Emilia Clarke
Emilia Clarke (Photo: Mike Marsland/WireImage )

Earlier this spring, Emilia Clarke announced that she had co-written a comic book for Image Comics. The indie creator-owned publisher described the three-issue miniseries as Deadpool meets Fleabag. But at the time, Clarke was vague about her hero’s powers. “There’s many, many things that she can do that are pretty cool,” she told Entertainment Weekly of Maya, the single mother at the center of M.O.M.: Mother of Madness.

But with the series, which was co-written by GLAAD Media Award nominee Marguerite Bennett and drawn by artist Leila Leiz, due out next month, the Game of Thrones star is getting a little more candid.
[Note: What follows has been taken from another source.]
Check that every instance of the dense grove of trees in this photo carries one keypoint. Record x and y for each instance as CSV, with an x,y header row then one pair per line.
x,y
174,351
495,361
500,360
Maya’s superpowers, Clarke tells Variety, are linked to her menstrual cycle. “We hate that when it happens, speaking for myself and everyone I’ve ever met who has had a period,” she says. “What if we turned that around and made the period something that we can feel as this unique, crazy, superhuman thing that happens in our body? When Maya is scared, she goes invisible, when she’s angry, she has superhuman strength. She can swing like Spider-Man from her armpit hair.”

Clarke says the idea for M.O.M. came from her memories of feeling unwelcome in comic book shops as a kid. “There weren’t a lot of women on the covers, and there weren’t a lot of women in the shops,” she recalled back in April. “So I didn’t feel safe to explore it at that age.”

But after attending Comic Con with Game of Thrones for years and learning of the vast disparity between the number of female comic book readers (roughly half) and female comic book creators (16 percent) in the industry, she decided to create her own, uniquely feminist series. “It’s been a very beautiful female experience in the creation of it, and a phenomenally creatively fulfilling process,” she told EW. “But the biggest reason why I wanted to make this comic is because I wanted young girls to look at a woman that was fallible. Obviously, you’re seeing that a lot in the industry; you’ve got all of these incredibly empowering female shows. But I just felt like I hadn’t seen it in this genre.”